Пожилой человек в футболке и покрытых пылью ботинках предложил мне войти в здание церкви. Я медлила. Но он настаивал, и я вошла через тот самый боковой вход, которым воспользовались убийцы. Мне показалось, что я очутилась в пещере. Вокруг меня высились почерневшие стены. В церкви царила полная тишина, от которой закладывало уши. Потребовалась пара минут, чтобы привыкнуть к темноте. А потом я увидела. Напротив входа на кирпичном основании находился алтарь. Весь пол был покрыт человеческими костями и обломками деревянных скамей. Тут были тысячи костей, изломанных, разрубленных, белых. Среди них виднелись клочья выгоревшей ткани… обрывки брюк, рубашек, остатки ботинок, кожаных сандалий и шлепанцев… Я боялась сделать шаг. Я видела женские сумочки… очки в белой оправе… игрушки и бутылки из-под воды… тарелки и ложки… библии… изображения святых… Я не хотела беспокоить покой мертвых, касаться их останков… Человек, который привел меня сюда, рассказал о том, что произошло. Я слушала его, пытаясь не упустить ни слова. Это было не просто место преступления, но прокурорская привычка была сильнее меня. Я хотела точно знать, что здесь произошло, выяснить все подробности, не поддаваясь эмоциям. И тут, возле стены, под моей ногой что-то хрустнуло.
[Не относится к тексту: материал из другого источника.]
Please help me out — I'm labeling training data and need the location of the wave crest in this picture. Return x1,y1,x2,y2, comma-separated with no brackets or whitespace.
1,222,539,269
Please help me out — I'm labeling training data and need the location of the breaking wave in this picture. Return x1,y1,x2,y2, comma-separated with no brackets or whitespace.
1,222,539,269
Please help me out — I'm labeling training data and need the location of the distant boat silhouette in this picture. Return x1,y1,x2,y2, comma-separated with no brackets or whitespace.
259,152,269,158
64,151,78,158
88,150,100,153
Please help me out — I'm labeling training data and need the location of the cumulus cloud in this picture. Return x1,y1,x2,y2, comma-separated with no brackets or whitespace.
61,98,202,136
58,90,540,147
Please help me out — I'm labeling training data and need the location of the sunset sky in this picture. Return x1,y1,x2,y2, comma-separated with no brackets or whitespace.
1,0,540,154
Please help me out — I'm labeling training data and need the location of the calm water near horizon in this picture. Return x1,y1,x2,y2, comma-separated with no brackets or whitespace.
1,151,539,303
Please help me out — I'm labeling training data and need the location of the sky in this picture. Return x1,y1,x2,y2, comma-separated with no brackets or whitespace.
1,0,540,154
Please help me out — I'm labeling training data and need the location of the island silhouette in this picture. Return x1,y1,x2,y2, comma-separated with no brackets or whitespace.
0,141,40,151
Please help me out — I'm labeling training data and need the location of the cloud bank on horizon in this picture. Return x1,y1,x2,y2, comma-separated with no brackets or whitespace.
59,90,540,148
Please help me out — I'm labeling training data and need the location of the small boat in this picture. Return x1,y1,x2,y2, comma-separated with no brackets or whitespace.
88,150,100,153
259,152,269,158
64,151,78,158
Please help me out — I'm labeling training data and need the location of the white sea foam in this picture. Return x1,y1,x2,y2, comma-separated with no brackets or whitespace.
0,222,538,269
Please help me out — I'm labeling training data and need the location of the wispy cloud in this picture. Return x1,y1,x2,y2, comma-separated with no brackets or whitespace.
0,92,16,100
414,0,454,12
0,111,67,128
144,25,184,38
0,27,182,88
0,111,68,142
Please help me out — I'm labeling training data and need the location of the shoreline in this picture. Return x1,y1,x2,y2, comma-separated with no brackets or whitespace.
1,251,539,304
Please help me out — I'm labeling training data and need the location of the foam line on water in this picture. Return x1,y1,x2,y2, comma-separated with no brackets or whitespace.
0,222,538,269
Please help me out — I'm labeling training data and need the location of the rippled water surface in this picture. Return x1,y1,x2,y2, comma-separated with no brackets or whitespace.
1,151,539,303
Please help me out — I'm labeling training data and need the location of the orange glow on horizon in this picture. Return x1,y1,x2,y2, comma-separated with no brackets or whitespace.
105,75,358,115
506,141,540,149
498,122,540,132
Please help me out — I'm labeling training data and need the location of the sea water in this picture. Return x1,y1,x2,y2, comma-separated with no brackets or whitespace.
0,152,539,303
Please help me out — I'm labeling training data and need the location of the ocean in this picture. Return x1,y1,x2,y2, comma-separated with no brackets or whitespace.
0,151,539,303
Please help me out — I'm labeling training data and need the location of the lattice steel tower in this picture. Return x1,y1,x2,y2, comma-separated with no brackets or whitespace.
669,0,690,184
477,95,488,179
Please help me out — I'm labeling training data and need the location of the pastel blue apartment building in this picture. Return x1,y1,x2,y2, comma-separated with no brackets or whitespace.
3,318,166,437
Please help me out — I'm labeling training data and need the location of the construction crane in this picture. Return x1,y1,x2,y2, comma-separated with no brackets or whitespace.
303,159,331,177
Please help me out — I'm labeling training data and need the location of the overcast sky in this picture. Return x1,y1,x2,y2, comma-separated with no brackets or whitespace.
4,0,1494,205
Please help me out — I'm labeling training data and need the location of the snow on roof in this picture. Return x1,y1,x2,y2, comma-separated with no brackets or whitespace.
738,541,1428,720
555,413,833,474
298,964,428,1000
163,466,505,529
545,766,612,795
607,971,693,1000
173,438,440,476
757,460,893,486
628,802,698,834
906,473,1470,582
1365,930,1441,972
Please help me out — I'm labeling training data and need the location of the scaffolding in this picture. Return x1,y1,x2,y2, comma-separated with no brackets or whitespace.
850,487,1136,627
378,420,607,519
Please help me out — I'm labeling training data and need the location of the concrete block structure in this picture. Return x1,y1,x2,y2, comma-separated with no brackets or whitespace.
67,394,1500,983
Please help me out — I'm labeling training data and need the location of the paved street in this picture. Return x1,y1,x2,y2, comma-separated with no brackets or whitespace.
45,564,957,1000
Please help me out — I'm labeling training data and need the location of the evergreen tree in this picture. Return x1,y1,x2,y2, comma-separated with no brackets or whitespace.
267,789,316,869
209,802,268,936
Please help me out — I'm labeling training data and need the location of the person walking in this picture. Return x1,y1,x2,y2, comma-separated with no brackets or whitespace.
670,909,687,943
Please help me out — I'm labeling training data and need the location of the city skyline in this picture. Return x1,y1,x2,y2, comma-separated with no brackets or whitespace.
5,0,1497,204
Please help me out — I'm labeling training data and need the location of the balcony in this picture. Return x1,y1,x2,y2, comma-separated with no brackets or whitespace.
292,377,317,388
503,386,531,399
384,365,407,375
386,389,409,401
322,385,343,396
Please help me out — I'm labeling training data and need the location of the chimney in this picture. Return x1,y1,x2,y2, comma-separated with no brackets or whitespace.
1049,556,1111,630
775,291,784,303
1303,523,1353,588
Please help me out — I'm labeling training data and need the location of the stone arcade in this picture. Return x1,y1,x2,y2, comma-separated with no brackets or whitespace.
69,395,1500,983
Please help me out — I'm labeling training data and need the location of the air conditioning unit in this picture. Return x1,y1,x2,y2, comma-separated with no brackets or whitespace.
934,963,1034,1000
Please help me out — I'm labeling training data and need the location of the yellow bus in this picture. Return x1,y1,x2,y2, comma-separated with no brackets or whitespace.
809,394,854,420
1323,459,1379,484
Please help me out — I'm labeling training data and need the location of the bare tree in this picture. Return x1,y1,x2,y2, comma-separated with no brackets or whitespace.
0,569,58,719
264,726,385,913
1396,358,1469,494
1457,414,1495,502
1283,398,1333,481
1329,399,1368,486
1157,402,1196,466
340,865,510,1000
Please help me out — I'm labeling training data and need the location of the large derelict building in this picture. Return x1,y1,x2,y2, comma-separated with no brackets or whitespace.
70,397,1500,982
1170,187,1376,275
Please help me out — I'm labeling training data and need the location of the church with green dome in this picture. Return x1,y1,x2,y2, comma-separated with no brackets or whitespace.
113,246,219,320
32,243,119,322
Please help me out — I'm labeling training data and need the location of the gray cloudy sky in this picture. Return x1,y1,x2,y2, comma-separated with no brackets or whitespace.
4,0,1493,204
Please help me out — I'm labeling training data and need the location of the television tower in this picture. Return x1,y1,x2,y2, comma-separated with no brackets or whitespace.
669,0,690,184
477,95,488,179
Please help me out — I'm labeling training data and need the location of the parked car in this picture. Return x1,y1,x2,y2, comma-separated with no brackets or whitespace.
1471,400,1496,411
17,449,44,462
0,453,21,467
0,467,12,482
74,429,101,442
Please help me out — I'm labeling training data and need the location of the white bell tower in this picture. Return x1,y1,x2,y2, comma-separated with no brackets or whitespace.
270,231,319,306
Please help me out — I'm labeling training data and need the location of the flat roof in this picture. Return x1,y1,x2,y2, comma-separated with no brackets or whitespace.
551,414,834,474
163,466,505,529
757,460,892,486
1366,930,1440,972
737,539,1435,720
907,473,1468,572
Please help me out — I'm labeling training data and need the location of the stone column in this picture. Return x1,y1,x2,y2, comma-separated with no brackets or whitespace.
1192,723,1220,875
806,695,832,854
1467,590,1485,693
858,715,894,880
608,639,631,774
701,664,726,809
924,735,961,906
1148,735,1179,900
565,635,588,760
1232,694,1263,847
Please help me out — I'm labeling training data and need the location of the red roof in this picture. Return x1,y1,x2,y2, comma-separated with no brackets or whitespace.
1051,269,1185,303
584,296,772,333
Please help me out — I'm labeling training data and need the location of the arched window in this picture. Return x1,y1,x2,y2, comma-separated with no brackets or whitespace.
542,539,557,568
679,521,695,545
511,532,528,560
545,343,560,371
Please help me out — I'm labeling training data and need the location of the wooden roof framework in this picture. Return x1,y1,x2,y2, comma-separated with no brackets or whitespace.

Я наступила на одного из них, на одного из этих мертвых, отшатнулась и услышала новый хруст. Под моей ногой хрустнуло ребро или позвонок, хрустнуло, словно крошка… «Господи, это же не просто кость… Господи, как же дешево стоит жизнь человека…» В Лугано убийство одного человека становится предметом полицейского расследования. Полицейские допрашивают свидетелей, собирают отпечатки пальцев. Работают криминалисты, проводят анализ ДНК, папки заполняются бумагами и документами. А тут передо мной лежали тысячи мертвых, имена которых никто и никогда не узнает. Весь пол перед алтарем был устлан костями… Я видела коленные чашечки и бедренные кости… Тут были тысячи убитых, тысячи причин смерти, тысячи терзаний… Их смерть требовала длительного расследования, если бы, конечно, кто-нибудь захотел расследовать это дело… Но никто не хотел…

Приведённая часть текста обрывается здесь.